Not the ones we ate, but we discussed all meanings of 'tortilla'

Unfortunately, due to a conspicuous absence of tubes at Bayswater, I missed my (specific!) train back to Stafford. It took me eight conversations with staff at two rail companies and London Underground to extract a chit that confirmed the delay on the Circle Line (which they vehemently denied, but gave me the benefit of the doubt anyway!) to get my non-transferable ticket authorised for use on the next service, so I didn't have to buy a whole new single for the same money as my return. So that was a result, and only added an extra hour to my journey time.

So what did I learn over the course of the two days about the stage I am at in this hobby?

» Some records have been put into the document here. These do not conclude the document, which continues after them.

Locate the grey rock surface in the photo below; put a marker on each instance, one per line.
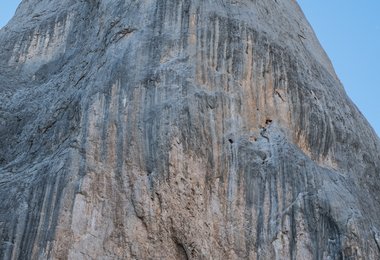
(162, 129)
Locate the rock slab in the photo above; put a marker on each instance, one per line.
(184, 129)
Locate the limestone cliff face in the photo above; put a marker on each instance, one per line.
(184, 129)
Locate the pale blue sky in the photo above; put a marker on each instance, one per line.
(349, 30)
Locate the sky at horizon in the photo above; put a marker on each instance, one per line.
(348, 30)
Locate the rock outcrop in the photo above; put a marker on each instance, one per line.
(184, 129)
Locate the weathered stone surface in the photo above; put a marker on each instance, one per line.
(182, 129)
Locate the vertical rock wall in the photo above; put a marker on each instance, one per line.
(179, 130)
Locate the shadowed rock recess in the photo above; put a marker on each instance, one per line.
(179, 129)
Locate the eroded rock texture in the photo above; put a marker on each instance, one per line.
(179, 129)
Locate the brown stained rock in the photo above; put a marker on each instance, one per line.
(179, 130)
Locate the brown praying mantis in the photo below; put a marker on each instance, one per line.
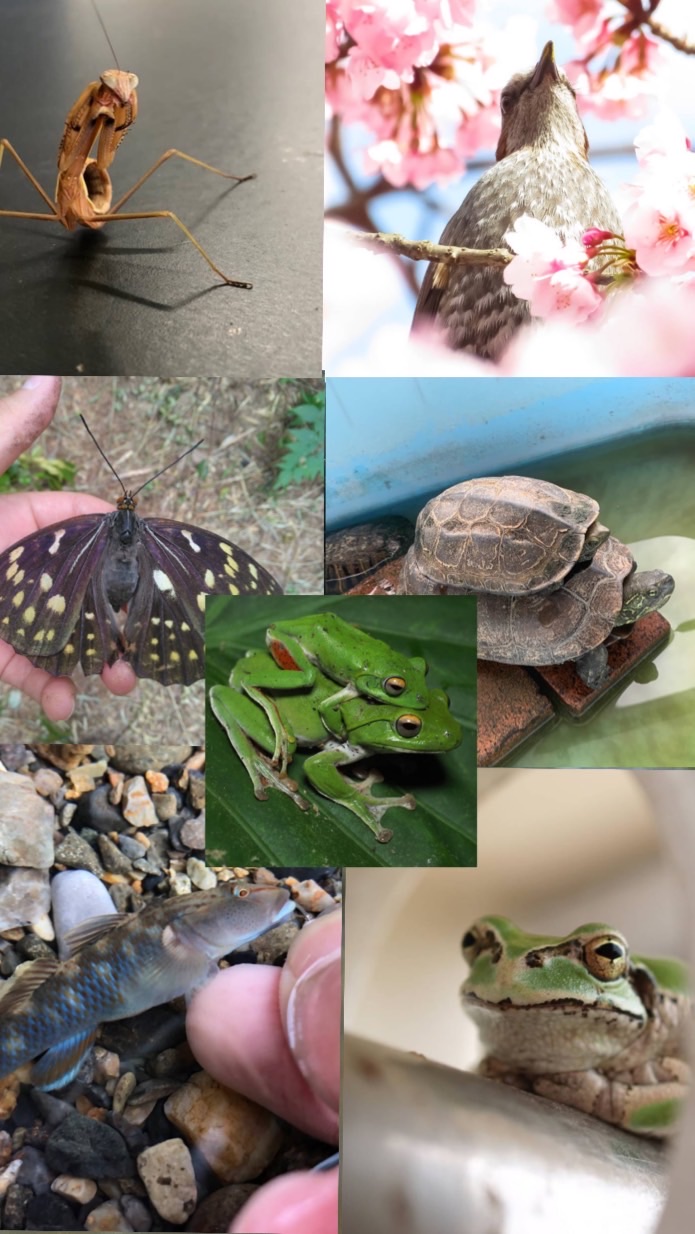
(101, 116)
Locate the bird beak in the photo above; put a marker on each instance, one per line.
(546, 67)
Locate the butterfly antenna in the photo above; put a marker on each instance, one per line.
(103, 454)
(108, 40)
(157, 474)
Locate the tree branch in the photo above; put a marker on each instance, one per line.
(426, 251)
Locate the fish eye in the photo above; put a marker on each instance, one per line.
(409, 726)
(394, 686)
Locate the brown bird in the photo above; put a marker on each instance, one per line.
(542, 170)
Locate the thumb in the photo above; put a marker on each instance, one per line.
(24, 415)
(310, 1005)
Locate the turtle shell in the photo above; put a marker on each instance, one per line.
(505, 534)
(562, 625)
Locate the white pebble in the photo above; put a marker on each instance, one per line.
(83, 1190)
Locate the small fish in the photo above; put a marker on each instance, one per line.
(121, 965)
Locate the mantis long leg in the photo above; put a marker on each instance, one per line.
(21, 164)
(167, 214)
(189, 158)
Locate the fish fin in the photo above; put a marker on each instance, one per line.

Well, that I am somewhat less eager to try new scents than I was a few years ago, probably because I have so many things I feel I should use up first. However, I still have the capacity to get excited about new perfumes (and even crave bottles of them), though I might struggle to integrate them into my oversized collection without pangs of guilt.

And I also had further confirmation - not that it was needed - that it's the people in our perfume world who matter most. And that while fragrance is the catalyst for our bonding, if you took it away, the friendships would still have a momentum of their own...




NB Val gave me this bunny via Tara. It didn't make it beyond Rugby.